As we speak, Mexico has suddenly decided that we have to test all our birds that we export to Mexico. China made start testing all or our breeder stock. Our breeder stock was intermingled with our boilers. So we had to test our breeder stock every 60 to 90 days, 36 thousand tests last year on their breeders. Now Mexico has come back and said, hey, you have to test your broilers. If you're going to export one pound of broiler meet from a flock, you have to test 35 birds out of that flock and it costs you 55 bucks. So we're negotiating with them right now. It looks like we've lost. So we're going to do it until next April. Hopefully in the interim we can negotiate them down so that we're disease free so there's no need to do all these tests. We can substitute the breeder testing for the broiler testing. So far that has not worked. Also, as we speak, New Zealand has always kept us out by saying that they have no diseases in their poultry flocks and they would only let us export to them canned or cooked product that had reached a temperature of 106 degrees. That is no problem with a cooked product. But as of yesterday we had to have comments in as to why we wanted to even export cooked products to them because they ran a little study somewhere in the world and found that 160 degrees did not kill the bursal virus, which is ridiculous. We have all sorts of data that show that it does. One hundred thirty, hundred and twenty-five degrees would kill it. And we maintain that they probably got (inaudible) anyway, but we have no way of proving it. But Tyson Foods alone amounts to about 28 percent of the production in the United States. We place about 48 million chicks a week and processed three percent, four percent less than that, whatever that is. So you can see that last year approximately 12 percent of Tyson Foods product was exported which amounted to pretty close to somewhere in the vicinity, and I'm sorry I don't have that figure. I was on vacation when I got a call to be here. I was logging over on my farm and I came by here on my way to Arkansas. It comes out to about seven hundred million dollars a year in exports and we have to maintain that.

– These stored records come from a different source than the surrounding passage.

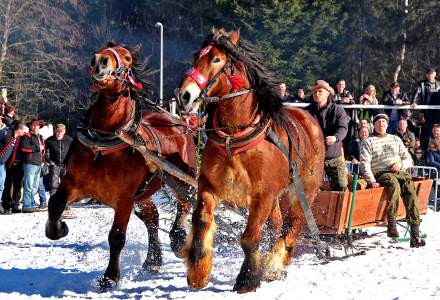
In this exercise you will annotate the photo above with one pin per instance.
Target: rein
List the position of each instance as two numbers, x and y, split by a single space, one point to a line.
205 85
122 73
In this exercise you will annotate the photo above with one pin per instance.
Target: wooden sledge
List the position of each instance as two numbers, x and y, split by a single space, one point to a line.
331 209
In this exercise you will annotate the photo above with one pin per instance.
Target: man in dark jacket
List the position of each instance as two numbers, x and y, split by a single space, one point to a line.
9 116
57 147
408 138
285 96
32 145
334 123
394 96
8 146
427 93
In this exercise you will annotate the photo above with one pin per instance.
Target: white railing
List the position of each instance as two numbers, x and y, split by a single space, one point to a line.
375 106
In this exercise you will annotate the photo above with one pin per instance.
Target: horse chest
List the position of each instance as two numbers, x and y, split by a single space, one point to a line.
232 184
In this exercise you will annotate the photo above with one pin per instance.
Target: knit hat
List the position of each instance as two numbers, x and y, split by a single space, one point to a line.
60 126
394 84
324 85
381 116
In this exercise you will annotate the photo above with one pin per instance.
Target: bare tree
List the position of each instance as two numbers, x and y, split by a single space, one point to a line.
37 52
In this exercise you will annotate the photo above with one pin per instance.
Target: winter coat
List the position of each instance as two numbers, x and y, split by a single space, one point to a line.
57 149
8 120
333 121
389 99
7 143
30 146
424 91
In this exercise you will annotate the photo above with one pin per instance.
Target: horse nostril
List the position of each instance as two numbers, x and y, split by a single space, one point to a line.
186 96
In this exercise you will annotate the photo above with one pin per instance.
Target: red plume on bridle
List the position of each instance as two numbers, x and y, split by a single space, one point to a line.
122 72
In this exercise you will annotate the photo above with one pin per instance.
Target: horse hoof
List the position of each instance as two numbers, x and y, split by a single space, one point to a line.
270 276
247 283
106 284
199 273
178 239
152 268
56 230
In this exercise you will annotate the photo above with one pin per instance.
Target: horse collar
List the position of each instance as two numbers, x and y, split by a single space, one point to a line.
246 139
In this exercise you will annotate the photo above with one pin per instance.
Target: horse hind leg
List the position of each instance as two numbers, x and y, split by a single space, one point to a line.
273 260
66 192
147 212
285 247
182 192
116 239
178 232
250 275
198 250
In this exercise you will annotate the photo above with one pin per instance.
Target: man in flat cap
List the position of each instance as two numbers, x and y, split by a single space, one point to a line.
57 147
384 161
396 97
334 124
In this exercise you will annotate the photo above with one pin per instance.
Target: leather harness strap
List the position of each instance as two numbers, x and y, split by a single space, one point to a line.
296 186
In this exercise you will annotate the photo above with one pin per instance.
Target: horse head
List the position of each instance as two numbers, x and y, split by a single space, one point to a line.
213 73
112 69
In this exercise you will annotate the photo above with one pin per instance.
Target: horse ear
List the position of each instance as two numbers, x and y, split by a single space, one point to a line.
136 51
235 36
112 43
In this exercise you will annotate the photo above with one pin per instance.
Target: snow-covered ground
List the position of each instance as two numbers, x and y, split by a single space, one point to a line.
31 266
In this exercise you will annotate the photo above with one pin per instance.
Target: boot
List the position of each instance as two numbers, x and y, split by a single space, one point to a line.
392 228
416 241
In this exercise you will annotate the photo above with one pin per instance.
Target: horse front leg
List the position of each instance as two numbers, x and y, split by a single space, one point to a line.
198 250
178 232
116 240
250 274
148 213
55 228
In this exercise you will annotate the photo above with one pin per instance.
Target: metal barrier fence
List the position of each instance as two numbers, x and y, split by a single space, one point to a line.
373 106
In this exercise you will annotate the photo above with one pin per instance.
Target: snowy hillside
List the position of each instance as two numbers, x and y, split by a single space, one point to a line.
31 266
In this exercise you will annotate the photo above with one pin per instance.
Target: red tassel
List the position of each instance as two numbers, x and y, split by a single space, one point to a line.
237 82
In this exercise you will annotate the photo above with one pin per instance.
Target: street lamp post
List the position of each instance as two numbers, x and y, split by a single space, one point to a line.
159 25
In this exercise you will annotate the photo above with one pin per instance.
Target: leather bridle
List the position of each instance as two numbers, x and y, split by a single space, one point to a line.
122 73
205 85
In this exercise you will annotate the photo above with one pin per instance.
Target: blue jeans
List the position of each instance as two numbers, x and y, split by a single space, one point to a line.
2 178
31 180
42 192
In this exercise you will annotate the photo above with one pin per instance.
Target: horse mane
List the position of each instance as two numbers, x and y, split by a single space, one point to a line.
263 80
139 67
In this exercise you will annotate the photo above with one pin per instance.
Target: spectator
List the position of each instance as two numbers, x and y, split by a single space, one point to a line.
9 116
433 153
4 101
394 96
384 160
424 95
334 123
363 133
9 144
368 98
300 96
285 97
342 95
57 147
408 138
33 148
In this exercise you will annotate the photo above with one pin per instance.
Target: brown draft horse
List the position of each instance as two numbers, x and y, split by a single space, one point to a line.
255 174
116 174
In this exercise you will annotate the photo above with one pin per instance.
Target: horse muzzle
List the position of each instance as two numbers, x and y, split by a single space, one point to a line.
56 229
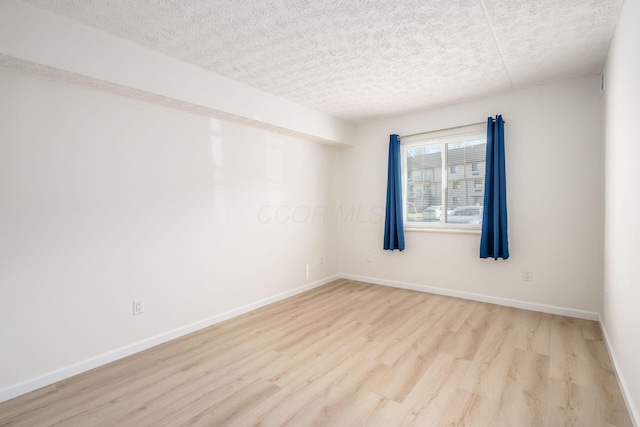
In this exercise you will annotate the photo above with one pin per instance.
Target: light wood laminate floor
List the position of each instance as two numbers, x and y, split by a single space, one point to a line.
351 354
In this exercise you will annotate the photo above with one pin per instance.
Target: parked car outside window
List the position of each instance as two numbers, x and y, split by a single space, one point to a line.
465 215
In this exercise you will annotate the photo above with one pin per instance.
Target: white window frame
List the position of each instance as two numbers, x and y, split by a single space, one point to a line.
438 138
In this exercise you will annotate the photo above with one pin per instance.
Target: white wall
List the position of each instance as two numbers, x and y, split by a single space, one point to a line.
554 169
104 199
622 242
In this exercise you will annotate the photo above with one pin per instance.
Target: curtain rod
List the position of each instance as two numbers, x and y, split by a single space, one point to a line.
451 128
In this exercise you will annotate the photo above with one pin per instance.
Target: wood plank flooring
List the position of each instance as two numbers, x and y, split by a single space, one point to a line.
351 354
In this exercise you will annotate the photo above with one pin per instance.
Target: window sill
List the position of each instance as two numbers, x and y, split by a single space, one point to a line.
443 230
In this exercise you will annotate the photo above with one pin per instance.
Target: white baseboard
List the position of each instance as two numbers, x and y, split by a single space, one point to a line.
551 309
32 384
626 395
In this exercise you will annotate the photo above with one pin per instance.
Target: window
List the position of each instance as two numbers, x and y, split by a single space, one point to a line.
451 165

So I ask you, please, in your negotiations -- someone mentioned it today and I want to reiterate it -- when you send a negotiator, please have an expert or two from the poultry industry go because in the past the negotiations have been done and they come back and tell us what to do and it's completely out of left field and we can't do it, but there's a way to do it that would be extremely reasonable for us.

So ask a couple of poultry experts from the field out here to go and be with you as someone said sitting next to your or two or three seats back and when they start asking for something ridiculous we can tell them, we can't do that economically but we can do this instead. I want to reiterate, for goodness sakes, don't let those science based standards go. We're sunk if you do. I appreciate very much being here. Thank you.

MR. SCHUMACHER: Thank you very much.